Wall Street saw some turbulence on Monday, as major benchmarks initially rose, gave up their gains, and then continued to oscillate up and down throughout the day before finishing lower. Many investors paid most of their attention to massive corporate mergers, including deals involving some of the largest U.S. wireless carriers, as well as giants in the oil refinery world. Nevertheless, not all stocks benefited from good news, and some individual companies got hit with setbacks. First Solar (FSLR 2.95%), Arconic (HWM 0.84%), and Celgene (CELG) were among the worst performers on the day. Here's why they did so poorly.

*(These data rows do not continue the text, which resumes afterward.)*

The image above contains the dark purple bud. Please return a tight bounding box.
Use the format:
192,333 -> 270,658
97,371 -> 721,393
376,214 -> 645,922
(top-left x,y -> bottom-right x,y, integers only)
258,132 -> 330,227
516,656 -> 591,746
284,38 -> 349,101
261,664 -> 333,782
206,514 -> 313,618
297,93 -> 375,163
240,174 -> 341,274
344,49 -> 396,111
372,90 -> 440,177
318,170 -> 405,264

First Solar gets stuck in the shade
Shares of First Solar fell 9% as the solar specialist gave up the gains it had enjoyed late last week after reporting its first-quarter financial results. Despite the company's revenue plunging 36% from year-ago levels, net income soared, producing earnings that were fully eight times higher than they were in the first quarter of 2017. Some analysts following the stock also looked kindly on First Solar, with UBS today boosting its price target by $13 to $94 per share and repeating its buy rating on the company. Yet some investors still seem to be nervous about the company's ability to keep expanding at a breakneck pace. Right now, there doesn't seem to be much fundamentally to justify those fears in the long run, making today's drop seem out of place.
Arconic's guidance disappoints
Arconic stock plunged nearly 21% after the specialist in the production of aluminum and other lightweight metals issued its first-quarter financial report. Sales for the company were up 8%, but a faster rise in costs of goods sold ate away at margin, and that helped contribute to a drop of more than half in Arconic's net income. Even though that decline was largely due to a one-time adjustment last year following Arconic's spinoff, the aluminum specialist also cut its guidance for full-year earnings by nearly 20%. Unless aluminum prices recover quickly and the uncertain tariff situation resolves itself soon, Arconic could be vulnerable to further losses.
Analysts aren't impressed with Celgene
Finally, shares of Celgene lost 4.5%. The biotech giant got negative comments from analysts at Morgan Stanley, who predicted that it could take several years for Celgene to move forward with plans to file for approval from the U.S. Food and Drug Administration for its multiple sclerosis candidate drug ozanimod. Celgene already tried to file for FDA approval, but the regulatory agency took the unusual step of issuing a refusal to file letter that said the biotech company hadn't provided enough information for a full review. Investors had hoped that any delay in submitting a revised application would be short, so Morgan Stanley's suggestion that it could take a lot longer for Celgene to recover from its mistake wasn't well-received by shareholders.